CUT!

Ab. Radikal. Heute Morgen wollte ich zum Friseur. Haare ab. Neuer Schnitt. Ich kam aus meinem Zimmer, ging ins Bad und dachte. Denkende Blogger, so’n Quatsch. Was da bei rauskommt. Cut! Haare ab. Maschine raus. Spiegel, Waschbecken, Stecker, Aufsatz, 3 mm. Angesetzt. Durchgezogen. Nein, ihr bekommt kein Foto. Gibt keins.

Stattdessen ein Foto aus den Cinque Terre, das mir heute vor die Füße gefallen ist. Ab und an poste ich Fotos auf Pinterest und Tumblr. Auch ein paar Texte, die manchmal hier nicht erscheinen. Mal so, mal so.

Cut. Mal gedanklich wegbeamen hier. Ruhe. Im Sommer wieder. Drei Wochen. Italien, Meer. Piper Bar. Fahrrad fahren. Vom Meer rauf zum Kloster auf 500 Meter. Mittagessen, Cappuccino auf der Terrasse. Ich hoffe, das Kloster hat das Unwetter im letzten Jahr überlebt. Bin gespannt, welche Spuren da hinterlassen wurden. Ob man wieder nach Vernazza rein kann. Ihr könnt immer noch spenden. Rechte Blogseite oben.

Dieser Tag auf dem Foto. Es war so heiß, der Zug hatte Verspätung, wir saßen in der prallen Sonne, tranken Wasser aus dem Wasserhahn auf dem Bahnsteig. Ich glaube, es ist der Bahnhof in Riomaggiore. Aus dem langen Tunnel heraus, an dem Heimatmuseum vorbei, durch die Unterführung und dann liegt es da, das Meer. Wie immer. Die Sonne spiegelt sich, draußen schweben die Segelboote. Die Luft ist voller Licht, der Bahnsteig voll von blühendem Oleander. Üppig. Alles ist üppig. Nur ganz selten Wolken.
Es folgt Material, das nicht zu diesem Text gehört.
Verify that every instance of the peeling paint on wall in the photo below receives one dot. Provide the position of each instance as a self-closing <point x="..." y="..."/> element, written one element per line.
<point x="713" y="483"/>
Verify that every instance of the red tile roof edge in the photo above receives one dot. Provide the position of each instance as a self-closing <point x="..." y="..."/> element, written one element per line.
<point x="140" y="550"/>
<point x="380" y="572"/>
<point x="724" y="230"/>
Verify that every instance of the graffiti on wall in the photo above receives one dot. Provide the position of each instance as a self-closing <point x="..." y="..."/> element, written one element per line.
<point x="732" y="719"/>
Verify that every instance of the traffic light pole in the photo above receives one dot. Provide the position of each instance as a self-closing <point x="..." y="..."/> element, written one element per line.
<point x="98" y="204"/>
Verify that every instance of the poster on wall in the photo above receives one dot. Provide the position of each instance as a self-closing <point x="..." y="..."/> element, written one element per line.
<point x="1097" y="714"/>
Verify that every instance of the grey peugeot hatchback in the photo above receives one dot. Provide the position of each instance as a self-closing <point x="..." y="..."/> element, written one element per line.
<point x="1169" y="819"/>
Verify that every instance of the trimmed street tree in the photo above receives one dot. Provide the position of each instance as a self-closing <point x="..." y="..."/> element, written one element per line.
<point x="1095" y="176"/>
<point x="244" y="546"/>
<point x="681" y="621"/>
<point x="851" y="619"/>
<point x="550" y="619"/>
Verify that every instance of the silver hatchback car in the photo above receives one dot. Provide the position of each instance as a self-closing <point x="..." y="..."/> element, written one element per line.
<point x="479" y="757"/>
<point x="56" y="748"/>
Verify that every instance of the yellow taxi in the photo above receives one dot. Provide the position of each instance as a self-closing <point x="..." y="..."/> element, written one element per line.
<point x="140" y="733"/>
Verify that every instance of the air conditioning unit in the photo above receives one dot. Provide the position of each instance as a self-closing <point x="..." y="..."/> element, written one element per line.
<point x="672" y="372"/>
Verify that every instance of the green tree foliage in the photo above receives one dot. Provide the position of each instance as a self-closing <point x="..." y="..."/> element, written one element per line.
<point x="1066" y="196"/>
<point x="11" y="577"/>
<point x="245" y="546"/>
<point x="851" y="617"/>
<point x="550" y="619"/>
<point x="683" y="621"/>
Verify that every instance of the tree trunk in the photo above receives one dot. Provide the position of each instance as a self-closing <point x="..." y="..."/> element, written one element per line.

Ich sollte hier nicht im Büro sitzen und bei 17 Grad im T-Shirt bloggen, während ich an Italien denke. Gänsehaut. Schön doof. Freunde, ich muss los. Cooper meldet sich. Hey, spät dran. Haarschneideaktion, sorry. Out of time. Kann ja mal passieren. Gleich ein Telefontermin. Job. Heute Abend Elternabend. Vorbereitung Klassenfahrt. Nächste Woche, mit Zoes Klasse drei Tage an die Mosel. Fahrrad fahren. Ich begleite. Ciao, ciao. Bis demnächst:)

Hallo? Hallo? Haben wir ein Problem?

Houston? Eins, eins, eins. Haben wir ein Problem? Are we connected?

Unterwegs in der Rakete in fremde Galaxien. Kolonien der Neuzeit erobern, the new „Free State of Facebook“. Der Ort der Künste, von dem Nietsche geträumt hat. Wagner. Der neue Mensch. Der Antimensch, der Antichrist. Herr Schönlau, Thema! Ach ja.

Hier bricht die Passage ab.